Duty — A moral or legal obligation, a responsibility. A task or action that someone is required to perform.
Honor — High respect, great esteem. An adherence to what is right or to a convention standard of conduct.
Country — A Nation with its own government, occupying a particular territory.
West said the decision at West Point to remove those words was “confusing” and “confounding.” He also knows that’s a gross understatement.
Why at this time make a determination to remove those words spoken by famed General Douglas MacArthur to West Point Cadets? Ok, I get it–the announcement was that those three words would be replaced by the Army values, which I have known to change in my lifetime. Why at a time when it appears that our military is more centered on cultural Marxist ideological agendas and leftist social policies would a decision be made to add to that perception, a reality?
He continued:
It just appears that those simple three words, “Duty, Honor, Country” are just mere words to some — sadly to senior military leaders, and civilian military leadership. …
The three words, “Duty, Honor, Country” are not just a West Point thing.
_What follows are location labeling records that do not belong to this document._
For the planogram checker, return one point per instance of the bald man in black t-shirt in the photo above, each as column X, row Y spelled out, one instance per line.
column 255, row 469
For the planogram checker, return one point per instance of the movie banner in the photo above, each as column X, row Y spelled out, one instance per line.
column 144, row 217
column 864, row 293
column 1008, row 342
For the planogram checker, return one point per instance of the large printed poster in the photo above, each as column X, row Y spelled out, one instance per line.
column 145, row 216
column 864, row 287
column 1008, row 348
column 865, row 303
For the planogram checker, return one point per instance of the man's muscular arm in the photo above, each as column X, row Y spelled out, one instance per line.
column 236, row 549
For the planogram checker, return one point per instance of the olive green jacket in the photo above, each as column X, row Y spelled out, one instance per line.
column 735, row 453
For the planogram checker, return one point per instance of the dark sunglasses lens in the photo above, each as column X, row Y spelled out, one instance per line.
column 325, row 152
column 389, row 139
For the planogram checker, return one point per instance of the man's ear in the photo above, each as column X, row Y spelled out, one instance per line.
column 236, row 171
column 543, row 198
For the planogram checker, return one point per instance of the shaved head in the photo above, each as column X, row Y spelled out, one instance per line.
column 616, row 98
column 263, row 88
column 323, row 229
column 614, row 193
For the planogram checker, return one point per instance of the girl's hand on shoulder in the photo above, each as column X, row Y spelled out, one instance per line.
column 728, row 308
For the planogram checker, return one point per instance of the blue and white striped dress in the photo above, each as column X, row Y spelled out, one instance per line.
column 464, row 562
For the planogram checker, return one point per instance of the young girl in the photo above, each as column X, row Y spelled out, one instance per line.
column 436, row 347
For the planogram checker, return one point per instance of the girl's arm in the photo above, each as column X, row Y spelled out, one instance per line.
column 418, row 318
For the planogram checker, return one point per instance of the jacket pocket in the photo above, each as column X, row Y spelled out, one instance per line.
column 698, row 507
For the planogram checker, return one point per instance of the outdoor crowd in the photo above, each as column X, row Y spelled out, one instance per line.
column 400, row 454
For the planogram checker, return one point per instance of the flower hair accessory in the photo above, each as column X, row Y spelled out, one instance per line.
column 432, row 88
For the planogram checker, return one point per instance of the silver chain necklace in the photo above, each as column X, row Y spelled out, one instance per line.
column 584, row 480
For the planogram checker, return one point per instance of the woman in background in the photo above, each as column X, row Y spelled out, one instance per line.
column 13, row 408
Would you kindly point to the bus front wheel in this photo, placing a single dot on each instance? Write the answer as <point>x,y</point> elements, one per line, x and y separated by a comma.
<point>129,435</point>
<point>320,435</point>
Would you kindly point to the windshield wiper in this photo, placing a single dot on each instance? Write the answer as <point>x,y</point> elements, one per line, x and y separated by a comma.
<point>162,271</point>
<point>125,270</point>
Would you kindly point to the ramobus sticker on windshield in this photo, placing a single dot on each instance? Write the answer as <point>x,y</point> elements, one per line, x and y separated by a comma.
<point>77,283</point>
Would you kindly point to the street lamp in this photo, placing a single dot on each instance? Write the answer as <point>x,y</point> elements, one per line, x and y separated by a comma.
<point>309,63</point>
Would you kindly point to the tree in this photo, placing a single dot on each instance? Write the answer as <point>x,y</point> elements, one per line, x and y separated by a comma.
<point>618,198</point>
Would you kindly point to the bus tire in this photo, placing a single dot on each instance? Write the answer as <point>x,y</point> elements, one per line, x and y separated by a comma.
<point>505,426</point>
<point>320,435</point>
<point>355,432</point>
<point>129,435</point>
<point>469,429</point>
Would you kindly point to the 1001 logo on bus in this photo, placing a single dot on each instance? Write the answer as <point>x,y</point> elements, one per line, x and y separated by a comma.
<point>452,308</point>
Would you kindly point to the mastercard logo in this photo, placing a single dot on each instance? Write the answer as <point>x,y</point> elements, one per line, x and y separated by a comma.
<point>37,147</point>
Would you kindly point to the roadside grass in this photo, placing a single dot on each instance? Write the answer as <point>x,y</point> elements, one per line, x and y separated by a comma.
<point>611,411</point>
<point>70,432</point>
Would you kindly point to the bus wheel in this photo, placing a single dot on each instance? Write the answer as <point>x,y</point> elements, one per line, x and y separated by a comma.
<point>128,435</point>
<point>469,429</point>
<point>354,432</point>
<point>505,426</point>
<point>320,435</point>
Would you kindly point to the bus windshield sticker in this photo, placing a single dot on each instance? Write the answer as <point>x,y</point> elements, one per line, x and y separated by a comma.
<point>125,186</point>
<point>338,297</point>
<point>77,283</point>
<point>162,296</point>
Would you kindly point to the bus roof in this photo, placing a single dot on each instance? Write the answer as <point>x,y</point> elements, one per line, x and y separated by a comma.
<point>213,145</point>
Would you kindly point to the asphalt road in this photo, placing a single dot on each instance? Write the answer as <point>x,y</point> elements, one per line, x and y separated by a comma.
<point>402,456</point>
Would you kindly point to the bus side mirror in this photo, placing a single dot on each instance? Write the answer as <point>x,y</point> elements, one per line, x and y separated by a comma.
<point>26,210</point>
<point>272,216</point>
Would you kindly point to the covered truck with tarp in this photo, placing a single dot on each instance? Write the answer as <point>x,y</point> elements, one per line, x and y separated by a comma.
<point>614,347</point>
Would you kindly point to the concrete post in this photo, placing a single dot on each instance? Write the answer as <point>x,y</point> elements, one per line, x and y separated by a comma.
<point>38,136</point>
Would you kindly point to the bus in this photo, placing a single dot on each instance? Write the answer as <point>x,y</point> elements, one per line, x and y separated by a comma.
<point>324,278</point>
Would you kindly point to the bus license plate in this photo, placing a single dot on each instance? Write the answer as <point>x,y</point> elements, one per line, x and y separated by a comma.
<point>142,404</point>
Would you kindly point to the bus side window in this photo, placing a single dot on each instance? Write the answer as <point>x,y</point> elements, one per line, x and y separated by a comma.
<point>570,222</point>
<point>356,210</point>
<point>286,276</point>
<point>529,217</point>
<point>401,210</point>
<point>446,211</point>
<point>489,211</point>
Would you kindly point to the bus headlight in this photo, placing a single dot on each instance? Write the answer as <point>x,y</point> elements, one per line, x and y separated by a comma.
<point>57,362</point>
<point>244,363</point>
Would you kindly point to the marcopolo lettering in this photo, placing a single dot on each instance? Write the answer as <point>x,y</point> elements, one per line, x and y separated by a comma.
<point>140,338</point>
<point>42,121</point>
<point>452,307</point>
It is a creed, a way of life… It is a call to action that birthed this Nation before it was even established as a Nation. They are words which should be an integral fabric of our society, God knows we need such.
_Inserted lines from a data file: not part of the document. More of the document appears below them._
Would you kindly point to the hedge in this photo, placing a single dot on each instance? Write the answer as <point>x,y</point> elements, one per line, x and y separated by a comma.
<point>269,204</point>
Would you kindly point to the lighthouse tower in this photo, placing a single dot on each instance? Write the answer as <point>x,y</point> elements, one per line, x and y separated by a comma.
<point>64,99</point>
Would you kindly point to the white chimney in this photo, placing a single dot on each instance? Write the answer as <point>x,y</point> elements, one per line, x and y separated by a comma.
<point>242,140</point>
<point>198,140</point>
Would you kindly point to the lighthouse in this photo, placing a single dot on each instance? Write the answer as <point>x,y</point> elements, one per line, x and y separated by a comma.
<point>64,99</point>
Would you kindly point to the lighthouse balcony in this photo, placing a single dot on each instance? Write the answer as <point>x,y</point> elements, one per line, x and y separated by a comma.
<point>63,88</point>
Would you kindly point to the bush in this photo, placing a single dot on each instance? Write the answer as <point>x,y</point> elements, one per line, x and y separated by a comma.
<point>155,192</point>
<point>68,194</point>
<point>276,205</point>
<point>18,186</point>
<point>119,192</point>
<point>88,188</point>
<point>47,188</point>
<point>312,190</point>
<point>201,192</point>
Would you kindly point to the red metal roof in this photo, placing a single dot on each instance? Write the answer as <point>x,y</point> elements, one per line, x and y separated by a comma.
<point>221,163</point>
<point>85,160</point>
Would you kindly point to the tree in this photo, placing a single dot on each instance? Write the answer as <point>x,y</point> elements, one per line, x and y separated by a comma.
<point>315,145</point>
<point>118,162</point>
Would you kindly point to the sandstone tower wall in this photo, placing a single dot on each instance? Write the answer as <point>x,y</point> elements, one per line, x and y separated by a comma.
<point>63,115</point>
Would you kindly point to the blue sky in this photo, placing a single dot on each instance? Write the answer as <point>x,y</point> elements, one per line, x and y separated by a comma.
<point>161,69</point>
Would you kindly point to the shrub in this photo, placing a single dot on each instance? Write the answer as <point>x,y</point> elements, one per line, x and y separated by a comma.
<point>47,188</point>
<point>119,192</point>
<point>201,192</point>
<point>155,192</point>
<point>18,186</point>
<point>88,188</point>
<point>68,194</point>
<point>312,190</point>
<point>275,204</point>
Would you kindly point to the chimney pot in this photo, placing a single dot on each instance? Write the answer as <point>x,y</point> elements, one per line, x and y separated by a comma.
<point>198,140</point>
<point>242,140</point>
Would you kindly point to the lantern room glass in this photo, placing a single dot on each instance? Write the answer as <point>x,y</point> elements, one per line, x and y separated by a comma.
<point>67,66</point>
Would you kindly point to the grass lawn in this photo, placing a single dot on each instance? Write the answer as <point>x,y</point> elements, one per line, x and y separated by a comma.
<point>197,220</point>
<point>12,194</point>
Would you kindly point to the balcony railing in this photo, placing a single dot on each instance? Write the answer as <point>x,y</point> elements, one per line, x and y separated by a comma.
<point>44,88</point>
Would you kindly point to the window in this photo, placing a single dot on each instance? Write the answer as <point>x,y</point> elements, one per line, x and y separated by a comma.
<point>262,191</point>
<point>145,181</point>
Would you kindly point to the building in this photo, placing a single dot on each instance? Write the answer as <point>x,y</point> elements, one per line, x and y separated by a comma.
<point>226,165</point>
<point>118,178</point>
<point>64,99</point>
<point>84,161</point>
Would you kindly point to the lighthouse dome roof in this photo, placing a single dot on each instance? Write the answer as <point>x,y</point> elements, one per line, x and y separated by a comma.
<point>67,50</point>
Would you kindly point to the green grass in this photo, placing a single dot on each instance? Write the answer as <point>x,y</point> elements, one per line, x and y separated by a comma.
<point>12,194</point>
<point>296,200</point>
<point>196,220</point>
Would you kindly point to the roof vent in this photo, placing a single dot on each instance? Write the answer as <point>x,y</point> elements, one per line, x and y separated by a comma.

West argues through the importance of each point before concluding:
We can talk about policy all day long, but without a sense of Duty, Honor, Country policies will fail. It is like a good soup or gravy; it has to have a good base. In signing the Declaration of Independence, those 56 men pledge their lives, their fortunes, and their sacred honor to this grand experiment in self-governance. There are those who dismiss them as old white men, inconsequential, and today, irrelevant. They were virtuous men and America would be better served today by that level of impeccable character, rather than the charlatans and petty usurpers we fawn over these days, called politicians.
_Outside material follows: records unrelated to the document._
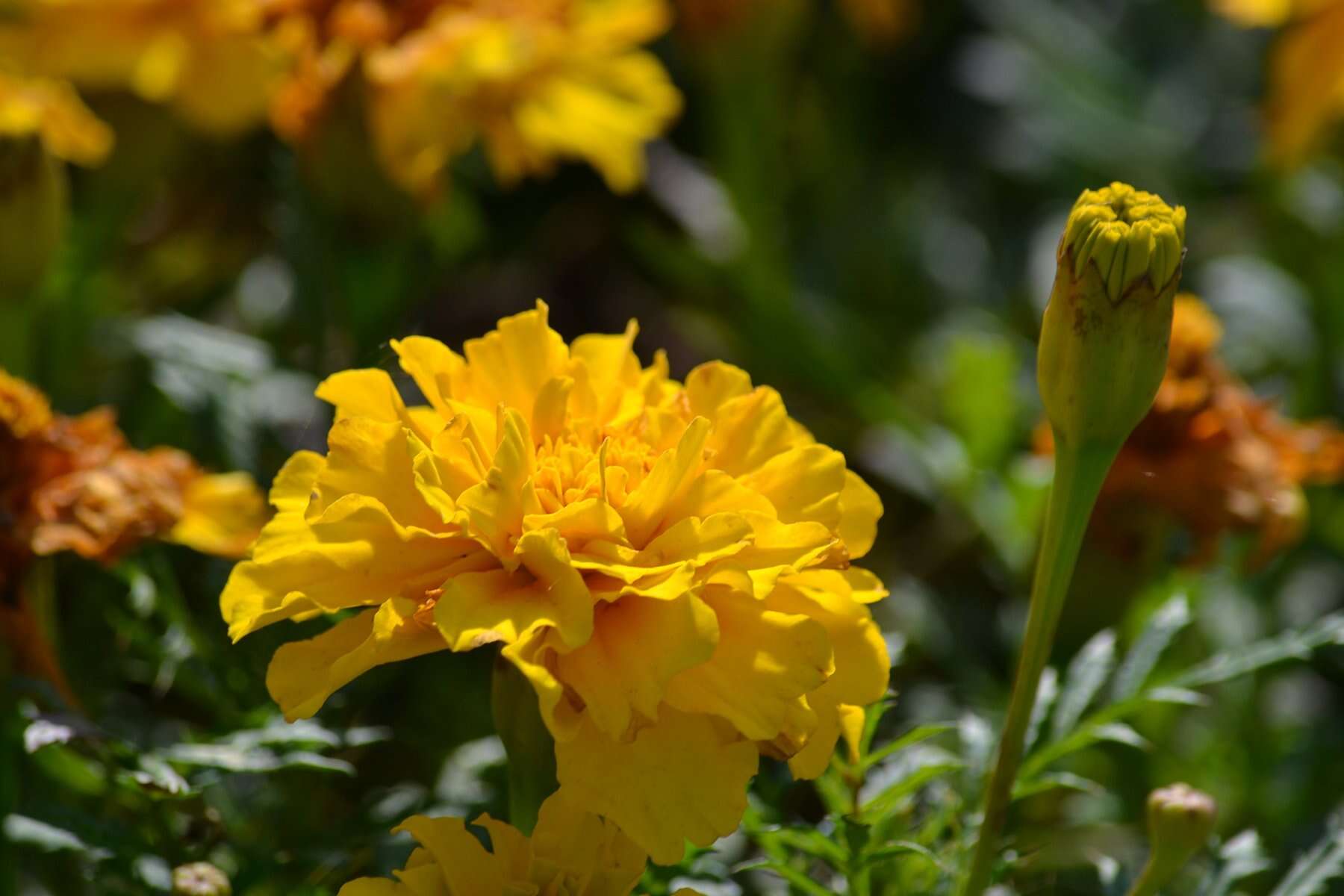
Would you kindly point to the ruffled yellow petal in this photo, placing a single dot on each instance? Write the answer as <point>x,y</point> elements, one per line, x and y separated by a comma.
<point>371,457</point>
<point>369,394</point>
<point>749,430</point>
<point>603,113</point>
<point>483,608</point>
<point>709,386</point>
<point>577,845</point>
<point>860,508</point>
<point>1307,84</point>
<point>862,665</point>
<point>803,484</point>
<point>358,555</point>
<point>765,660</point>
<point>304,673</point>
<point>53,112</point>
<point>638,645</point>
<point>511,364</point>
<point>682,778</point>
<point>645,508</point>
<point>461,860</point>
<point>1254,13</point>
<point>497,504</point>
<point>374,887</point>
The United States Military Academy at West Point made a bad decision. Just like years ago when the US Army decided to change their marketing slogan from “Be All You Can Be” to “Army of One.” And guess what the Army did last year, as recruiting numbers plummeted, they changed back to “Be All You Can Be.” Musical themes and mottos mean nothing without a foundation.
If we are to Live Free, well, we must embrace the three words, Duty, Honor, Country.